- ETL (Extract, Transform, Load) is a process in data warehousing responsible for pulling data out of the source systems, transforming it into a more digestible format, and loading it into the data warehouse.
- In this project, we will be extracting news data from the HLTV website, transforming it into a more digestible format, and loading it into AWS S3.
- We will be using Apache Airflow to schedule the ETL process and Apache Spark to transform the data.
- This project is for educational purposes only.
- The data extracted from the website is the property of HLTV.
- The data is not used for any commercial purposes.
- A DAG (Directed Acyclic Graph) is a collection of all the tasks you want to run, organized in a way that reflects their relationships and dependencies.

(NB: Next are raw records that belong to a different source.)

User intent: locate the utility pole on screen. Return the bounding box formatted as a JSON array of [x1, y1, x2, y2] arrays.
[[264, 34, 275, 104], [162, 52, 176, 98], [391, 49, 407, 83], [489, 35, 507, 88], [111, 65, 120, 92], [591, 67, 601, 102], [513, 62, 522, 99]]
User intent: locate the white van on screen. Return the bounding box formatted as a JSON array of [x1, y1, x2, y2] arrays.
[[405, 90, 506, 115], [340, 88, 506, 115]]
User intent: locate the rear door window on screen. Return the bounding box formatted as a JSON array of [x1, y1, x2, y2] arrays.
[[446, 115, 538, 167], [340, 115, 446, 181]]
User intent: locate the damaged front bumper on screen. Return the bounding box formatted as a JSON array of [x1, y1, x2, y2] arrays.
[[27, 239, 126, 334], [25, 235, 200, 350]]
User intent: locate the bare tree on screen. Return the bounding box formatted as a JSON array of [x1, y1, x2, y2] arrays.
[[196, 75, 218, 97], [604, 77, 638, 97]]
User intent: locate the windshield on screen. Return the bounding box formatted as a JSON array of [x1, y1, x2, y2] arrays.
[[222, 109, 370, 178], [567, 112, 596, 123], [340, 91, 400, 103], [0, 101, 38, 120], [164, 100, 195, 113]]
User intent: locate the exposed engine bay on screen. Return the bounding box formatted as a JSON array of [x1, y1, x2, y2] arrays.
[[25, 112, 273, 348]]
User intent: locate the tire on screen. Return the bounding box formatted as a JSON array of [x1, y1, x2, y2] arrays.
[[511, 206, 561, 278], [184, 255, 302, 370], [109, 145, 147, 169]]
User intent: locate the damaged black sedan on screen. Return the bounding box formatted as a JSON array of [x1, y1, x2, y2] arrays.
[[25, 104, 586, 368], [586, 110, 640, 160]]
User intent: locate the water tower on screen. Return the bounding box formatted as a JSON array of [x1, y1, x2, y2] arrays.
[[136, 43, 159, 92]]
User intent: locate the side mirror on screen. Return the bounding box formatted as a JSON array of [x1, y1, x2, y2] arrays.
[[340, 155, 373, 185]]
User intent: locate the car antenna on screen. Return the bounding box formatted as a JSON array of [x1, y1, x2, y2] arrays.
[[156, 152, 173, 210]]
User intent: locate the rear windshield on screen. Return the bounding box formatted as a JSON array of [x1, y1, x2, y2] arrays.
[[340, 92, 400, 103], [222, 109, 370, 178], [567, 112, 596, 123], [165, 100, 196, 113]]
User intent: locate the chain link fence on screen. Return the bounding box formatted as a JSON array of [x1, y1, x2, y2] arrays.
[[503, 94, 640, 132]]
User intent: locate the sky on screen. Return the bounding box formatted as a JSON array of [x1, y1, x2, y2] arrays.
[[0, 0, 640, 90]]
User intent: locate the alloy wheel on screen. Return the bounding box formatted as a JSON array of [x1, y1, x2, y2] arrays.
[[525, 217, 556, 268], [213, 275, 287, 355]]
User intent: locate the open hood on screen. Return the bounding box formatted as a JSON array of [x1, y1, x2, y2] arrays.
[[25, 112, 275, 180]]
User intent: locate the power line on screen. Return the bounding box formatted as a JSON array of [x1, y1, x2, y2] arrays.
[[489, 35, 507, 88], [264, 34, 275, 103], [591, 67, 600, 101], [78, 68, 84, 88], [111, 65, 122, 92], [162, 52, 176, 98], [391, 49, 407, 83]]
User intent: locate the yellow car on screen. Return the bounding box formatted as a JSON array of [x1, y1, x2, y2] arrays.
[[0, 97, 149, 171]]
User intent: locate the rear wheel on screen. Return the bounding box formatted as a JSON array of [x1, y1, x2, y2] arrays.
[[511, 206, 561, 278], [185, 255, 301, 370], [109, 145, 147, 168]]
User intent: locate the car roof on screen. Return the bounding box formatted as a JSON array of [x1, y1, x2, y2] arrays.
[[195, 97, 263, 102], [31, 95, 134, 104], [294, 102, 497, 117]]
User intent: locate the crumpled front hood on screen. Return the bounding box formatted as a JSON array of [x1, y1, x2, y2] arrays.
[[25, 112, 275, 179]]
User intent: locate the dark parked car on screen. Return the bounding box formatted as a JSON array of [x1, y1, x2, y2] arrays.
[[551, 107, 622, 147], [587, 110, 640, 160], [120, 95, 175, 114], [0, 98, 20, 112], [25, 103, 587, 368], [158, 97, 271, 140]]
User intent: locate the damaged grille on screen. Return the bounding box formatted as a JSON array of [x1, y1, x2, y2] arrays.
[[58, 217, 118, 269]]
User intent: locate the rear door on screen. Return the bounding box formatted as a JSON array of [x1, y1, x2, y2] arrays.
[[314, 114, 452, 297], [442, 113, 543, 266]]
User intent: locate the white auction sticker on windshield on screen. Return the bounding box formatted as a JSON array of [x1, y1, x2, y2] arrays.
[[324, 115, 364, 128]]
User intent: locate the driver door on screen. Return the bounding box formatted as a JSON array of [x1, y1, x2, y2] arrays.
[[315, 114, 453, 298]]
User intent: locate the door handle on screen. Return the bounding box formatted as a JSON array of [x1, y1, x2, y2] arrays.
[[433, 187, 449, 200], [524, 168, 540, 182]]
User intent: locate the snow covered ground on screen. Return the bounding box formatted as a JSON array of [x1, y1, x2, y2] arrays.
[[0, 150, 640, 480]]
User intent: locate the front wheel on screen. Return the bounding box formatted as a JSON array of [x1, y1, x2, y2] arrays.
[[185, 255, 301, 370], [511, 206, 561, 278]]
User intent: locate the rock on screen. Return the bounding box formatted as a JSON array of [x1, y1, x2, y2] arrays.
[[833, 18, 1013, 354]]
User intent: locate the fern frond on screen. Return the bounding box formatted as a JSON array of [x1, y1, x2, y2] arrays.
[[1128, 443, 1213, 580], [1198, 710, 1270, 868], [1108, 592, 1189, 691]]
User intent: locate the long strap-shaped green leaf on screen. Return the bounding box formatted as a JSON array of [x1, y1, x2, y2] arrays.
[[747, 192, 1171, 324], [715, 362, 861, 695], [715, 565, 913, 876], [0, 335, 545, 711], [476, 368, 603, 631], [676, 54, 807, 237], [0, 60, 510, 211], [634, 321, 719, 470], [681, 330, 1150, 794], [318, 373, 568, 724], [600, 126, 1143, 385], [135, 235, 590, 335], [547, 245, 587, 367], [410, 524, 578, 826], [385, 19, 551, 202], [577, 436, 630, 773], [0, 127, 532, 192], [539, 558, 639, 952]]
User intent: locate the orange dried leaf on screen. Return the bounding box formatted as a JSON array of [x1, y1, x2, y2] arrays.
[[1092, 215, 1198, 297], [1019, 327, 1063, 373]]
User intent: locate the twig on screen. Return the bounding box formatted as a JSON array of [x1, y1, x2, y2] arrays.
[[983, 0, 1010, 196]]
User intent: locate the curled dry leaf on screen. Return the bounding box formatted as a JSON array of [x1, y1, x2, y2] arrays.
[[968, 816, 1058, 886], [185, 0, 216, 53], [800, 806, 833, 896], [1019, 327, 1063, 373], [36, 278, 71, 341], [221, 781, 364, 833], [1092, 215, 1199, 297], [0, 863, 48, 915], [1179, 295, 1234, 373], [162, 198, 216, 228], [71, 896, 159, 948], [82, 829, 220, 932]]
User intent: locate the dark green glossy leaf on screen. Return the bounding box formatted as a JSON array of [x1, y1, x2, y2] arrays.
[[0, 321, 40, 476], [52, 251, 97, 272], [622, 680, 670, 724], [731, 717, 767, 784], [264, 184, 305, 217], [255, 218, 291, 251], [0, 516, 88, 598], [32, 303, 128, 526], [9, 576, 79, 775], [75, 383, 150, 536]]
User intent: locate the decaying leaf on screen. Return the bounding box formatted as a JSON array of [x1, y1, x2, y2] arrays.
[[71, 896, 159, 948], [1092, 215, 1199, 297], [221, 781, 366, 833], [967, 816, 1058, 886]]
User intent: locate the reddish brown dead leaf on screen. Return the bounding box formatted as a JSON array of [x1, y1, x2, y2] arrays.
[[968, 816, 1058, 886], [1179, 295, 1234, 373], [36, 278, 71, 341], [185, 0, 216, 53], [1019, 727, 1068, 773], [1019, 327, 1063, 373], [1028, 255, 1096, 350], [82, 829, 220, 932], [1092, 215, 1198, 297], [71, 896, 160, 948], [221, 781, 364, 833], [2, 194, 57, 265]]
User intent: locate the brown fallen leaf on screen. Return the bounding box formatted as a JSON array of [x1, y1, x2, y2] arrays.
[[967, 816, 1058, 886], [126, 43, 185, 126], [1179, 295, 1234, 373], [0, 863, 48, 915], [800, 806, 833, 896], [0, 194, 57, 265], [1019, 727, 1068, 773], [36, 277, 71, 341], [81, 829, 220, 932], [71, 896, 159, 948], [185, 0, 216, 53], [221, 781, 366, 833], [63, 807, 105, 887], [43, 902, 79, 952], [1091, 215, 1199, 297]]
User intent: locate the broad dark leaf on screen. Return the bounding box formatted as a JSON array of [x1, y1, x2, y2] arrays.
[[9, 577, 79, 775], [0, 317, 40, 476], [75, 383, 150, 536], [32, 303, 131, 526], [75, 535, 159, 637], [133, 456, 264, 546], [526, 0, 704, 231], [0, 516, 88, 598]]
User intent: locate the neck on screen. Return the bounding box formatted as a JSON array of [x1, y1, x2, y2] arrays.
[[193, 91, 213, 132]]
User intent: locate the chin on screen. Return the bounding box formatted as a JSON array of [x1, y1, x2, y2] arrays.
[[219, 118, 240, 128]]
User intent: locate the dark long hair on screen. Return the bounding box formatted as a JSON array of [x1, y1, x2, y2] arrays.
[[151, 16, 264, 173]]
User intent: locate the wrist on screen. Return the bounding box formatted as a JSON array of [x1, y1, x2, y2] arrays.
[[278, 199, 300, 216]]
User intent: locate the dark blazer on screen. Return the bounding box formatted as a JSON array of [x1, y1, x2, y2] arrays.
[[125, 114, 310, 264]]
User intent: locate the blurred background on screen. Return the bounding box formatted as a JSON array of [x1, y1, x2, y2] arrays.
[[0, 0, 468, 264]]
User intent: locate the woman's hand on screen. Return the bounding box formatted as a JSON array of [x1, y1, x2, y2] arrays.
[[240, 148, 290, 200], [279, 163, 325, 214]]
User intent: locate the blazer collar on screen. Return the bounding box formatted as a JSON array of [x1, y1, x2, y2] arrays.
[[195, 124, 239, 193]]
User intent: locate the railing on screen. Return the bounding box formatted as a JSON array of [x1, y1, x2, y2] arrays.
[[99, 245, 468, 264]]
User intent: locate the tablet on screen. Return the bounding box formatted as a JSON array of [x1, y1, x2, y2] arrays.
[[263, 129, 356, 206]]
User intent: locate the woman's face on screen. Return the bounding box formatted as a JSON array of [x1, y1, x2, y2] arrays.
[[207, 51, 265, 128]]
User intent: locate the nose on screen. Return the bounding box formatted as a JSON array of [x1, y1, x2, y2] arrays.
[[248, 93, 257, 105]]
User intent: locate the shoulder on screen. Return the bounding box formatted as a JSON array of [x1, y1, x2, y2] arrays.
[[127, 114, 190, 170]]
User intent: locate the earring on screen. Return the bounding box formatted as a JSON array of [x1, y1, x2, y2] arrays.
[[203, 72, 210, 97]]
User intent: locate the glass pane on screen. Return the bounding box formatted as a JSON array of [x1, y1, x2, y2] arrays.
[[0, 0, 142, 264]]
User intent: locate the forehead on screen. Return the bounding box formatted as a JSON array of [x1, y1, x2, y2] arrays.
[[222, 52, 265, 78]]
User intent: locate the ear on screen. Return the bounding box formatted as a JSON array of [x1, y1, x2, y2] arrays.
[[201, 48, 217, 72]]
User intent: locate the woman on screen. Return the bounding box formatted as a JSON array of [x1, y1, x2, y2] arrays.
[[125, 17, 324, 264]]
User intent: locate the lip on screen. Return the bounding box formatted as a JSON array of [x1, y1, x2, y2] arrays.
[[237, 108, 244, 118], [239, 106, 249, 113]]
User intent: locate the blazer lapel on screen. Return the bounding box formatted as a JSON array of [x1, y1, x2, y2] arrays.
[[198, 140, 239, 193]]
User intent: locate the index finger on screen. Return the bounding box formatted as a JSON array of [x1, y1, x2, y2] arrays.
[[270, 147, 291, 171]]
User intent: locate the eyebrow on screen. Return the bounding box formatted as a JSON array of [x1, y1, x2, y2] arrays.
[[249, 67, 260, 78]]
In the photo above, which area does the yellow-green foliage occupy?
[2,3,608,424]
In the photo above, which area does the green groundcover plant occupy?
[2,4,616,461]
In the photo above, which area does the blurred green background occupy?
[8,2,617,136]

- A DAG is defined in a Python script, which represents the DAGs structure (tasks and their dependencies) as code.
- The DAG is used by Apache Airflow to schedule the ETL tasks and monitor them.
- The DAG in current project is scheduled to run every every 1 day at 00:00 UTC, it can be configured to run at any time interval.
- The DAG consists of 6 tasks:
- extract_hltv_news : Extracts the news data from the HLTV website.
- check_downloaded_file : Checks if the data file is downloaded.
- run_transform : Runs the transformation script on the downloaded data file.
- spark_analysis : Runs Spark jobs on the transformed data for analysis, and stores the resultant csv file in AWS S3.
- clear_temp_files : Clears the temporary files created during the ETL process.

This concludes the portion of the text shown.